Emportés par la foule qui nous traîne… et le flot sans effort nous pousse, enchaînés l’un et l’autre, et nous laisse épanouis, enivrés et heureux…

Étrange, l’insistante ritournelle des paroles d’une chanson ! Étrange, l’impression de déjà‐vu qu’une image croisée par hasard peut susciter ! Étrange, l’impression de déjà vécu que peut procurer une situation pourtant inattendue ! Des images et des situations peuvent s’avérer familières à plusieurs personnes alors qu’on les croyait toute personnelles.
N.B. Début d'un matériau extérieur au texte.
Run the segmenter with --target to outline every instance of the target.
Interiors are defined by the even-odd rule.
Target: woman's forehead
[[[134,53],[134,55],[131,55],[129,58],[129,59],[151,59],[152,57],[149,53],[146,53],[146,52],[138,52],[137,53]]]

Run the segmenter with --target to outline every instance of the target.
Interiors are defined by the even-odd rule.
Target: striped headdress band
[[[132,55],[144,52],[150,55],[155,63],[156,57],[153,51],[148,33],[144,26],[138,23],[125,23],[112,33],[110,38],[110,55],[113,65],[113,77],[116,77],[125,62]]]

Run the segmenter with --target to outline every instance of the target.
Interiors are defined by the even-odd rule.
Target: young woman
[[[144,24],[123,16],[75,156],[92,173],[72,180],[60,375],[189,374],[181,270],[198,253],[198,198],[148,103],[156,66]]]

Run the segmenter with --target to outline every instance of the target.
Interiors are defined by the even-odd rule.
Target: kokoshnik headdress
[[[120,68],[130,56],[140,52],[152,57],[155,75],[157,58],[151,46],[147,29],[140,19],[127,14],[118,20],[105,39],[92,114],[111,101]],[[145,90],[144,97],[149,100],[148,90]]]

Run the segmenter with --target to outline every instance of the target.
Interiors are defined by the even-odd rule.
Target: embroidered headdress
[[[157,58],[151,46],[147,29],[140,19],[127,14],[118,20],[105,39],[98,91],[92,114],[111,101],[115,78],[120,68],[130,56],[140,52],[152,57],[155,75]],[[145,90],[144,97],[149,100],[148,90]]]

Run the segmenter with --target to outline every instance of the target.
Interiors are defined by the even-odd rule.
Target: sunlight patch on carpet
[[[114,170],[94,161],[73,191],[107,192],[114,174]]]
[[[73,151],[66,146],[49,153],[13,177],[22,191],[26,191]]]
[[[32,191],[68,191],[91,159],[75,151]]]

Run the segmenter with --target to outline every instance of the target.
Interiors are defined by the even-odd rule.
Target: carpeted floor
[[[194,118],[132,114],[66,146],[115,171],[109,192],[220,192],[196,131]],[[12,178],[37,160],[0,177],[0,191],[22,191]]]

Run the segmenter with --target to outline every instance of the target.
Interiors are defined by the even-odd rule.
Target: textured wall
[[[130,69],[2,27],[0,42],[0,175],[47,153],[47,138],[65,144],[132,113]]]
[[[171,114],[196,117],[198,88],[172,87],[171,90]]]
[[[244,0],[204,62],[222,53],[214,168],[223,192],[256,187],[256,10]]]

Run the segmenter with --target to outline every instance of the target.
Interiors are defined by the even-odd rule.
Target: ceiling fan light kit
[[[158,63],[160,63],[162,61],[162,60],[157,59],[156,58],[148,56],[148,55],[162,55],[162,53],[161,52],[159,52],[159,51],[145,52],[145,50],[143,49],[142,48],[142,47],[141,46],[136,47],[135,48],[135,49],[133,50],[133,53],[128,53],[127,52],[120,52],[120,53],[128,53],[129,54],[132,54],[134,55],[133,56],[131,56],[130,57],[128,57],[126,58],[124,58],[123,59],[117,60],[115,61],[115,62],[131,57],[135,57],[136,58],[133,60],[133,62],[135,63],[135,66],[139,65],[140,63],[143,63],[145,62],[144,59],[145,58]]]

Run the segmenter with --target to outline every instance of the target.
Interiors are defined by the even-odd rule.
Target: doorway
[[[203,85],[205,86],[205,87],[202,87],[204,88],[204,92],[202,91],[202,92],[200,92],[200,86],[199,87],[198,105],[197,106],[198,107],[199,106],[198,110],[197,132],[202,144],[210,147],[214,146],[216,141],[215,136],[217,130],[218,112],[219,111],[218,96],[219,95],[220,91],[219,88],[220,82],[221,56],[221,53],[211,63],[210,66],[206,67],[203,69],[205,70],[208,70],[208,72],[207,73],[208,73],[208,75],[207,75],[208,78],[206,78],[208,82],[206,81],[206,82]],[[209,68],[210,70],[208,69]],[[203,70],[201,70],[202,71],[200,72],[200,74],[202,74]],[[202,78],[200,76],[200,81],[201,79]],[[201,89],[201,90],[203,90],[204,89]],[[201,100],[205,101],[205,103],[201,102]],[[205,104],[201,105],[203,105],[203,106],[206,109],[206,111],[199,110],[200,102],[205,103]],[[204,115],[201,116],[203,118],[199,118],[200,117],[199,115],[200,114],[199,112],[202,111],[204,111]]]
Ou encore, des images et des situations absolument extérieures semblent tellement connues qu’elles pourraient appartenir à notre propre histoire… La mémoire se distribue ainsi, entre souvenir personnel et conscience collective, sur le schéma d’une structuration de l’individu articulée entre la singularité du vécu individuel et la dimension sociale d’expériences partagées.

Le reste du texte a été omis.